The NBA commissioner has a uniquely difficult job. Nowhere else in sports does a commissioner have to hawk his game to the very suburban reactionaries who would turn it into a straw man for their own demographic nightmares. There has been a lot of glib talk in recent weeks that Stern has removed race from the conversation. In reality, he has merely sent it underground, where it burbles beneath everything from an official NBA magazine airbrushing out Allen Iverson’s tattoos to the Pacers-Pistons brawl to the league’s cynical and patronizing minimum-age rule.
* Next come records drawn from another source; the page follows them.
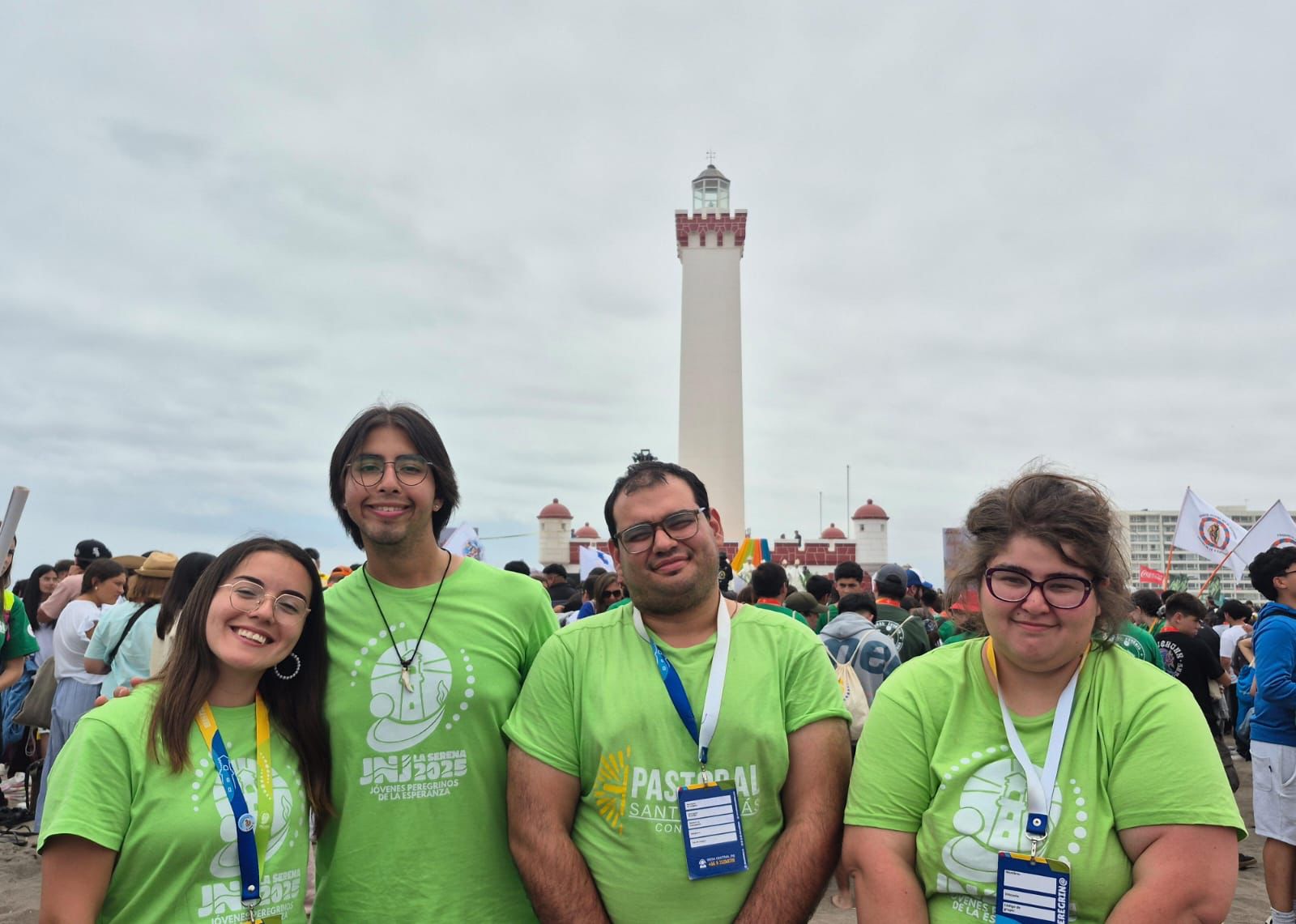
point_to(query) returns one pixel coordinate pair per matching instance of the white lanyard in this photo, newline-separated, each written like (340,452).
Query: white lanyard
(714,683)
(1038,788)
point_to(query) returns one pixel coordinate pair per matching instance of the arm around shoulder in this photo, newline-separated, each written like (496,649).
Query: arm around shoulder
(542,803)
(814,798)
(75,876)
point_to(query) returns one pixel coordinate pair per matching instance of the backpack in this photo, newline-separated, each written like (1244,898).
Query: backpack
(853,696)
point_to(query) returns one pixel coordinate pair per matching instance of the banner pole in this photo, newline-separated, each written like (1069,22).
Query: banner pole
(1212,576)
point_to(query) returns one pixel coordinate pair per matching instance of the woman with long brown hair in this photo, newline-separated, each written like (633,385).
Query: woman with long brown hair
(190,798)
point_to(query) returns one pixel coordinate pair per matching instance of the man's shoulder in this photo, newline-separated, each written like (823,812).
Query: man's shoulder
(775,619)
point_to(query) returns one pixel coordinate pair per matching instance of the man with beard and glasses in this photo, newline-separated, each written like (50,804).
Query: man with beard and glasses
(626,713)
(428,652)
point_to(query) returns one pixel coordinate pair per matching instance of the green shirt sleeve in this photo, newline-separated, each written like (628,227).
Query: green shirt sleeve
(19,641)
(812,686)
(544,719)
(1168,731)
(91,787)
(891,783)
(542,625)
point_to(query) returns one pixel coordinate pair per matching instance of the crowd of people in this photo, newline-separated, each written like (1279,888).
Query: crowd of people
(664,740)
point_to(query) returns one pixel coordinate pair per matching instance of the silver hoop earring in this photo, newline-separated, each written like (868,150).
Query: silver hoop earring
(297,667)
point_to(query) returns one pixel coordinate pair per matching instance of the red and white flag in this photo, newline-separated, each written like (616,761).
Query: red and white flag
(1204,530)
(1272,530)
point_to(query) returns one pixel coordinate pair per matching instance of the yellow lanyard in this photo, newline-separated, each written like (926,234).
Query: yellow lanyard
(253,835)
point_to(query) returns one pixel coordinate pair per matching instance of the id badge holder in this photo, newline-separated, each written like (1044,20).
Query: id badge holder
(1032,889)
(712,826)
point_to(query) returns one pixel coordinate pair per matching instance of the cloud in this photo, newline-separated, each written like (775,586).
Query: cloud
(976,236)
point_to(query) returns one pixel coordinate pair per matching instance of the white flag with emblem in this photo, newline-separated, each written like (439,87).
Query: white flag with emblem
(1272,530)
(1204,530)
(593,557)
(463,542)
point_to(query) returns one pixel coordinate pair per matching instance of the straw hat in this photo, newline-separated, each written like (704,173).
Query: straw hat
(157,565)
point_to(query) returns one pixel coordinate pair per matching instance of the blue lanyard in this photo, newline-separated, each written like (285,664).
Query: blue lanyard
(714,684)
(248,829)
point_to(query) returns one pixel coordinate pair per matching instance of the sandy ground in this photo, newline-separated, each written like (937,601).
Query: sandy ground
(19,878)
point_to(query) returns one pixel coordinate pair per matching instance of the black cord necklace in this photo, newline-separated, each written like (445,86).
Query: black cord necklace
(406,662)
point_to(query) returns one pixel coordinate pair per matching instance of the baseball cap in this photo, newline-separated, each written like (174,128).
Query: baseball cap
(804,603)
(91,550)
(893,574)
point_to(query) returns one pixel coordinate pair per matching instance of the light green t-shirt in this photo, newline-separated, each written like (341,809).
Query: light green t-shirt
(595,708)
(935,760)
(419,777)
(175,836)
(16,638)
(1137,641)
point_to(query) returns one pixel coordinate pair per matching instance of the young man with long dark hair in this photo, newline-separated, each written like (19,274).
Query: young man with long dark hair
(428,654)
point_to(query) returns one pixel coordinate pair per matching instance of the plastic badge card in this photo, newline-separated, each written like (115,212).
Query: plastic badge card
(1032,891)
(713,829)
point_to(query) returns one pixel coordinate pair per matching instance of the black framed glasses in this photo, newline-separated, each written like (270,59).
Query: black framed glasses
(680,525)
(367,471)
(1060,593)
(248,596)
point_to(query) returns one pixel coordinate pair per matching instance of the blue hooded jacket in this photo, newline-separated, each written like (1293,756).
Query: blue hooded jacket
(1276,675)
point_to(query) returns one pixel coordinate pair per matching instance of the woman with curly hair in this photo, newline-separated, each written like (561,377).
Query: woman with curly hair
(1042,740)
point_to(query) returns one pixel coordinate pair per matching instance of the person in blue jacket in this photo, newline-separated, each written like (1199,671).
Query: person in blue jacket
(1273,726)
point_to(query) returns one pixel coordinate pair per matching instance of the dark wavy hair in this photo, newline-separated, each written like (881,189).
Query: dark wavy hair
(415,424)
(1268,565)
(296,706)
(187,572)
(100,570)
(1072,516)
(646,475)
(32,598)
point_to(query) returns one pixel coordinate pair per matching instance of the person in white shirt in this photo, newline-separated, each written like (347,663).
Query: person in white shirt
(103,582)
(1231,632)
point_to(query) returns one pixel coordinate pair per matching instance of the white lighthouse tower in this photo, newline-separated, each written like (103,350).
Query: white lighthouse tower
(710,243)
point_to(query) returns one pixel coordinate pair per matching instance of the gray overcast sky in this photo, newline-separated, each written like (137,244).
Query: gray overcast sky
(978,235)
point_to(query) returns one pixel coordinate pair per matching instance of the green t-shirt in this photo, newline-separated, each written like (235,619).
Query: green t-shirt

Stern is by all accounts one of the few real liberals in the industry, and he has expressed misgivings over the shabby treatment of his players in the public square. But he has also implicitly accepted the premise of these retrograde grumblings about the NBA. We’re now in the third season of the league’s dress code, which mandates that players wear “business casual” attire whenever engaged in league activities and which the New York Times identified as part of “the NBA’s latest push to look a little less gangsta and a little more genteel.” This was pretty transparently a response to what everyone innocently called, in the wake of the Pacers-Pistons fight, the league’s “image problem,” as if it had sprouted organically from the floorboards of the Palace of Auburn Hills.

“We have a minimum standard that we set that reflects on the professionalism of our sport,” Stern told reporters, presenting his plan as the harmless sort of policy any company might adopt. Behind the scenes, he enforced the code with almost creepy vigor—the league initially determined compliance by photographing players as they entered and left the arena, fining them as warranted. It was vintage Stern. He had pandered to the wide reactionary streak in basketball’s audience that his handling of the lockout doubtlessly exacerbated. And he was rewarded with yet another piece of player autonomy, something that basketball’s authorities have felt, in the 25 years since Larry O’Brien left the boardroom, has been theirs to take.